Saturday, June 09, 2007

unit 4 summary

Marketing Data Analysis
Marketing research is a systematic process used to identify and solve marketing-related problems and issues. Addressing the research questions or hypotheses, however, requires that the researcher engage in data analysis. We begin our focus on analysis by examining basic analytical procedures, variance and covariance analysis, correlation and regression, and discriminant analysis.

Data Analysis

Researchers typically conduct a preliminary analysis of the data before conducting in-depth data analysis. Such analysis helps to provide a basic understanding of and insight into the data. In fact, many marketing research projects do not go beyond basic data analysis. Basic analysis helps us understand data distribution and allows us to test for differences or associations between two means or two medians, but what happens if our research involves multiple variables of interest? The standard statistical tests for differences between more than two means are analyses of variance and covariance.

Analysis of Variance and Covariance

Analysis of variance (ANOVA) and analysis of covariance (ANCOVA) are used to examine the differences in the mean values of the dependent variable associated with the effect of the controlled independent variables. Essentially, ANOVA is used as a test of means for two or more populations. The null hypothesis, typically, is that all means all equal. For example, suppose a researcher was interested in examining whether heavy, medium, light, or non-users of cereals differed in their preference for Cereal A, measured on a nine-point scale. The null hypothesis that the four groups were not different in preference could be tested using ANOVA.

If the set of independent variables, however, consisted of both categorical and metric variables, a researcher is likely to employ ANCOVA. For example, ANCOVA is useful if a researcher wanted to examine the preference of product use groups and loyalty groups, taking into account the respondents¡¦ attitudes towards nutrition and the importance they attached to breakfast as a meal.

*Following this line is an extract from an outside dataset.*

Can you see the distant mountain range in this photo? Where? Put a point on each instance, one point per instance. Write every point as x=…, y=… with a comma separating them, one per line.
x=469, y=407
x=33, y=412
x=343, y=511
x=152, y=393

The last two variables can be measured on a Likert scale (metric), but both product use and brand loyalty represent categorical variables.

Correlation and Regression

Regression analysis is widely used to explain variation in market share, sales, brand preference, and other marketing results. In fact, we are often interested in summarizing the strength of association between two metric variables, as in the following situations:

1. How strongly are sales related to advertising expenditures?

2. Is there an association between market share and the size of the sales force?

3. Are consumers' perceptions of quality related to their perception of prices?

The single most commonly used test of association between two metric variables is the Pearson product moment correlation, which demonstrates the strength of the linear relationship between the tested variables. Understanding the product moment correlation is critical in that it acts as the foundation for all correlation testing, including multiple regression techniques. Regression analyses are powerful and flexible procedures to analyze associative relationships between a metric dependent variable and one or more independent variables.

Discriminant Analysis

Finally, discriminant analysis is a technique for analyzing data for which the criterion or dependent variable is categorical, but the predictors or independent variables are interval in nature. In fact, examples of discriminant analysis abound in marketing research. This technique can be used to answer questions such as:

1. In terms of demographic characteristics, how do customers who exhibit store loyalty differ from those who do not?

2. Do the various market segments differ in their media consumption habits?

3. What are the distinguishing characteristics of consumers who respond to direct mail solicitations?